18 abr 2021 às 08:16

A nossa tão comemorada democracia sempre foi  meia boca. Afinal de contas, democracia para quem?

Para quem convém, é claro. Alguns exemplos para que possamos “pensar na cama”.

Um governador decide o que é essencial para a mesa da população, até porque a mesa dele tem de tudo e do melhor. Mulher é presa por estar descansando sozinha em uma praça, pelo fato de desobedecer o fica em casa.

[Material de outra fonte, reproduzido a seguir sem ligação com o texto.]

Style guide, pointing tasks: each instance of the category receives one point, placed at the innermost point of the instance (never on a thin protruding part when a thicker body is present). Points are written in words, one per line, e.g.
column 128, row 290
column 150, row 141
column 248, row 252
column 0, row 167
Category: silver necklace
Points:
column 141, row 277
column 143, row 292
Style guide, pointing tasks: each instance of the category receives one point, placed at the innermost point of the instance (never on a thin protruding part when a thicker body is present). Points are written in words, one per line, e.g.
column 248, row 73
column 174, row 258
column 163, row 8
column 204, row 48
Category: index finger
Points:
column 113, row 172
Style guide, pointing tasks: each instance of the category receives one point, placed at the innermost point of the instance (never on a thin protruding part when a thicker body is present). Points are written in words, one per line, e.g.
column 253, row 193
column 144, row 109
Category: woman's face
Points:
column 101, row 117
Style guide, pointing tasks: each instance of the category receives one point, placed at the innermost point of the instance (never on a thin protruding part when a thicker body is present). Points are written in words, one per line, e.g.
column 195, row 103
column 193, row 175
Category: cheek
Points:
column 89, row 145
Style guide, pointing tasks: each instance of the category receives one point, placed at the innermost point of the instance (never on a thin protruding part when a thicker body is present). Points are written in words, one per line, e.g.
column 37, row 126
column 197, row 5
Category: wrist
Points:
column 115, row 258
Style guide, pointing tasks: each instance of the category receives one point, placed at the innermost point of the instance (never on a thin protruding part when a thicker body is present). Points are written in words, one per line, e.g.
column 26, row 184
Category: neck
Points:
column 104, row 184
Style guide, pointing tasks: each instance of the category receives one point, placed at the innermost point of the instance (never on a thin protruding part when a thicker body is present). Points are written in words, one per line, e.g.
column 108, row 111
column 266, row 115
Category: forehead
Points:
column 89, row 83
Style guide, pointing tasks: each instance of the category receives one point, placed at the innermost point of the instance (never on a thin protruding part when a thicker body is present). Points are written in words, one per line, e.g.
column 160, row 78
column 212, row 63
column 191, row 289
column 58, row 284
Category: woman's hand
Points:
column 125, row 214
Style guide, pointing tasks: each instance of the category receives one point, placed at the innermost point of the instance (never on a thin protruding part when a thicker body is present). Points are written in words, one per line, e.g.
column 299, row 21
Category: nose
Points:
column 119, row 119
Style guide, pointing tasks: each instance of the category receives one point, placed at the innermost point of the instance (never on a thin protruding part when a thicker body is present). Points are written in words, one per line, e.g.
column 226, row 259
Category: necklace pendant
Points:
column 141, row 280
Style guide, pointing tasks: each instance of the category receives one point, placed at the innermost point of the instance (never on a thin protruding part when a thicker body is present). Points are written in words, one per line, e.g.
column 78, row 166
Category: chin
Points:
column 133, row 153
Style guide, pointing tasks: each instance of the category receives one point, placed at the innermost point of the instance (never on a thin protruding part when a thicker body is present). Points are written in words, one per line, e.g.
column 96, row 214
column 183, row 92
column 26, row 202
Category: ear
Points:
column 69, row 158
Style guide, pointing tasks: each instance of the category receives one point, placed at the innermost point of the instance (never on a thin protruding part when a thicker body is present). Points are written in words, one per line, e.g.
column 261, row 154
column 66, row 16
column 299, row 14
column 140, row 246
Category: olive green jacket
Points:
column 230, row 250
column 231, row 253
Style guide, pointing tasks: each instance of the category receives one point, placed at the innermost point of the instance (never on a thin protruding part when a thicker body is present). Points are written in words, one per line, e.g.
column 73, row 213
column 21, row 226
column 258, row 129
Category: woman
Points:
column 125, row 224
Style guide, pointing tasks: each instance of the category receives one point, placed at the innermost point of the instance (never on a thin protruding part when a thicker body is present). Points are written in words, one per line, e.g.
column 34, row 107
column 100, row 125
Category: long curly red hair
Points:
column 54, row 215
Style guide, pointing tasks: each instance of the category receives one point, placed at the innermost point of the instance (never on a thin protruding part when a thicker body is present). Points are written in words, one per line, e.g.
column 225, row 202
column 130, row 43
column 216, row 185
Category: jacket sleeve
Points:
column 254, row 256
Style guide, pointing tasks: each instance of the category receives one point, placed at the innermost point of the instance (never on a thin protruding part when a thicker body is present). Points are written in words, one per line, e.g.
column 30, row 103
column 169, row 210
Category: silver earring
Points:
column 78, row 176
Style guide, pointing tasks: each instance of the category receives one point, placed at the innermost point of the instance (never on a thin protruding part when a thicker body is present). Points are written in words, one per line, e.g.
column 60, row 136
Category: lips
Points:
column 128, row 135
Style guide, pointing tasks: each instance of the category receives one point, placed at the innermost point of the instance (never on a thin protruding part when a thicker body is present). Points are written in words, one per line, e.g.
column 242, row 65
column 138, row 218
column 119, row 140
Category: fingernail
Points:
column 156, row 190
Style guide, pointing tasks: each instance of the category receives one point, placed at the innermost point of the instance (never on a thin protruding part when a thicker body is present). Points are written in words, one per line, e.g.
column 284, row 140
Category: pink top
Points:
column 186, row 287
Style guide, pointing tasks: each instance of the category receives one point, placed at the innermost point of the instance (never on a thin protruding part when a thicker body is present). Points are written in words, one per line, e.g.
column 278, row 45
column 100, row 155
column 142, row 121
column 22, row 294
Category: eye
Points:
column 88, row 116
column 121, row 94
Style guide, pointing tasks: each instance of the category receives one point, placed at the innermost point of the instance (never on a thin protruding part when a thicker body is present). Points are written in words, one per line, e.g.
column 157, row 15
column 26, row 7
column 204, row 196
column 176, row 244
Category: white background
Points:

Um ministro adorador do PT, do nosso já tão desgastado STF, resolve com uma canetada limpar a ficha do maior chefe de quadrilha e assassino político em série desse País. Quem rouba o dinheiro do povo em benefício próprio mata pela falta de saúde, segurança, saneamento, trânsito, moradia, educação e de vergonha.

Parte da mídia comemora o feito. A OAB comemora, principalmente aquele senhor que desfila de bermuda lá pelo Congresso e acha tudo muito bonito. Jornalistas que falam mal dos togados vão para a cadeia e ficam por lá.

Político que é truculento com esses mesmos togados também vai preso em fragrante e lá permanece. Parte dos reitores de universidades federais e estaduais, bem como alguns dos seus alunos e professores adoraram a ideia. Sindicatos que passam por momento delicado enxergam a possibilidade do companheiro abastecer as tetas.

Parte das ONGs ri à toa, iguais as coprófagas hienas, quando comem suas próprias fezes ou de outros animais herbívoros. Artistas tomam champanhe de ótima marca para celebrar o feito. Ou seja, democracia para quem? Democracia para os mesmos que adoram o socialismo.

Socialismo para quem? Para o povo é claro, porque eles vivem muito bem obrigado. Em tempo, uma caneta na mão de um tal poderoso me assusta bem mais do que uma arma. Isso porque uma caneta mata bem mais do que um revólver. Rogamos a Deus para que possamos ter uma vida que segue.